Lumière d'Aigueblle, 2012

La lumière  redessine l’espace, fait et défait le décor, change la vision. Chaque jour et chaque instant elle met en exergue un détail, un monument, un ensemble.

Le regard peut être différent. Rien n’est figé, tout évolue et se transforme.

Ce qui ne se voit pas aujourd’hui sera éclatant demain.

Pourtant, ce qui n’est peut-être jamais éclairé, existe.

L’ombre, la lumière, le visible et  l’invisible ont une même importance. Nos seules limites pour les percevoir restent celles de nos sens et l’envie de notre cœur.

Alors l’espace est différent. Sans frontière. L’arbre devient l’ombre qui devient statue qui devient le chemin qui devient  l’homme.

Et cette perception d’un tout, sans démarcation de mondes, est soutenue  par la sensation du temps, qui semble ici, différente. Rythmé par la vie monastique, il  semble plus posé et  accompagne l’homme dans ses échanges, ses réflexions ou ses prières.

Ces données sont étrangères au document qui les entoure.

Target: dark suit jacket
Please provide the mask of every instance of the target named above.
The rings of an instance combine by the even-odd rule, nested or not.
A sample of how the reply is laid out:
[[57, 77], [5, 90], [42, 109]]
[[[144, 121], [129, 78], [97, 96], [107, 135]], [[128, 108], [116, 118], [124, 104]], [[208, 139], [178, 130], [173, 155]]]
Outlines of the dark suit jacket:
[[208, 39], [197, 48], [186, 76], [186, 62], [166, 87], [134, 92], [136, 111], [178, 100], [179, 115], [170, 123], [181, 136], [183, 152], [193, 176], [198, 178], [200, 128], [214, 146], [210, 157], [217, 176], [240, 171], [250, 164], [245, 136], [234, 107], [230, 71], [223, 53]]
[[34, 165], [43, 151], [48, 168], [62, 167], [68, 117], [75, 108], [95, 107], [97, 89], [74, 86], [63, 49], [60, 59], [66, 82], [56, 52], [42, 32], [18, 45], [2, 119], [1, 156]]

C’est peut être cela qui fait que les visiteurs  ressentent cette paix intérieure en ces lieux.

Et  les  prières qui  s’envolent et  s’échappent, quittent l’église et le monastère, se faufilent vers les arbres, les statues, les oiseaux, comme la brume qui s’étire et se répand sur le monde environnant, avant d’aller plus loin encore.

 

Les temps d'Aiguebelle, 2014

Le temps des arbres qui nous regardent, détachés,

sur les chemins de l’Abbaye,

 

Le temps de l’homme qui passe, éphémère,

dans cette nature posée,

 

Le temps des frères, rythmé dans le choix de leur vie

par la règle de Saint Benoit,

 

Le temps des prières tendres, suppliantes, bouleversantes,

offertes aux hommes,

 

Les  temps d’accueil, de paix  et de fraternité,

 

Les temps de silence, de solitude et de lenteur

pour entendre enfin ce langage lumineux d’Amour

qui patiente au fond de nous,

 

Le temps d’abandon pour percevoir le Sacré

dans le détail comme dans l’Unité,

 

Le temps pour vivre alors,

l’instant comme un éclat d’éternité.

Terres Salées, 2012

Les lignes et la lumière où le minéral rencontre le végétal où le rectiligne créé par l’homme s’allie à la lumière et aux lignes libres, douces et caressantes des végétaux.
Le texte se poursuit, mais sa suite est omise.